Although districts statewide have grown and costs for buses and fuel have increased, state funding has not, he said, leaving districts to pick up a bulk of the transportation bill.

School officials said there’s simply no funding.

In the 2003-04 school year, the district adopted the 2-mile radius for transportation. The district only receives state funding for students outside the 2-mile radius.

Prior to 2003-04, Denton’s radius was 1 1/2 miles.

“The last thing we want to tell a family is no,” Holloway said. “But we have a limit to our ability to serve this community. In this case, it’s going to take the community … to meet the needs of our students.”

The school board members agreed.

“The state only funds about 12 cents of our transportation dollar, and the rest comes from the budget we have to run the schools, turn the lights on and pay the teachers and provide instructors for special programs,” said trustee Glenna Harris. “It sucks.”

Parents such as Karolyn De La Portilla, who lives in the Wheeler Ridge neighborhood, said she understands the district’s two-mile rule.

She said if the district is not willing to reverse its decision for Wheeler Ridge and Braewood at Oakmont, she’s curious as to what can be done to change the speed limit around the school.

The speed limit in the area is 50 mph, and there is no school zone speed limit.

“Nelson is set back and so the speed limit is 50 mph, which is great if you don’t leave the campus, but if you leave the campus, the city has a sidewalk with gravel pathways and they are not that far from the street, which is 50 mph,” De La Portilla told trustees Tuesday. “Driving my son home today, I saw lots of little kids walking on the path, walking on the grass, getting very close to the cars.

“So I would like to urge the board to help us either get buses back, or if that is not possible, to be able to change the speed limit to make it safer for our children to walk home.”

Holloway said that walkways on the east side of Teasley Lane going north were available to the Robinson Road intersection.

The walkway is paved from the school and north on Teasley Lane to Lake Wood Estates; it is a grassy and gravel path to the Teasley-Robinson intersection.

Holloway said the district is working with the city to add sidewalks in the area.
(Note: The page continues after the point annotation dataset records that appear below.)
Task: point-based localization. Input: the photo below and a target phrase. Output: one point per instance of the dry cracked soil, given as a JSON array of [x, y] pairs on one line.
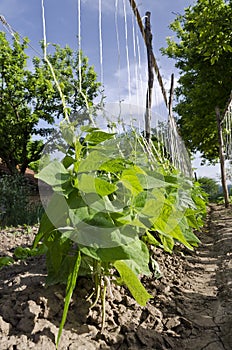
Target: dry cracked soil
[[191, 307]]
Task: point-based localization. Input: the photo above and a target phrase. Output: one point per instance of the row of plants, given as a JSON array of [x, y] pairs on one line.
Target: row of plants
[[113, 198]]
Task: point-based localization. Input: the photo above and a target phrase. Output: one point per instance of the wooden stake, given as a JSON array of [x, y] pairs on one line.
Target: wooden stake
[[148, 37], [222, 158]]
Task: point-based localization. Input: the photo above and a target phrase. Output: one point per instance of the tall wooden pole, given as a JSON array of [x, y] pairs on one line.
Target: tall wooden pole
[[222, 158], [153, 60], [148, 37]]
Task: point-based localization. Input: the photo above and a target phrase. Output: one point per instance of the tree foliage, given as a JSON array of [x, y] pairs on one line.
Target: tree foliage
[[29, 99], [202, 49]]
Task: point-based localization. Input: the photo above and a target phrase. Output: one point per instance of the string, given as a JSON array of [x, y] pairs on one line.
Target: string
[[100, 39], [127, 49], [118, 49]]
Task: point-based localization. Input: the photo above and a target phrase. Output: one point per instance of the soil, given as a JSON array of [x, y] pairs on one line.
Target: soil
[[191, 308]]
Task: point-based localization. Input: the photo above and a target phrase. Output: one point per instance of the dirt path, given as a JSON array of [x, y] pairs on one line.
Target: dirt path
[[191, 308], [206, 291]]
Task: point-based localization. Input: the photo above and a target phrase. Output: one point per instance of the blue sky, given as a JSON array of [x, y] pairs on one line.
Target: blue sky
[[25, 16]]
A traffic light is also planned for Teasley and Robinson, he said.

Martina Larry, another parent, invited board members for breakfast at her home and then to take the 1.9-mile walk from her home in Braewood at Oakmont to Nelson Elementary to determine “if this is really beneficial for our children’s education.”

She said it’s disheartening that her child lives closer than the 2-mile limit and has to walk, while children across the street who qualify for bus transportation have a ride to school.

“I understand that it’s a two-mile limit, but if within that radius you have children that are needing transportation that are close to the bus stop — one block — why not fill that bus up?” Larry said.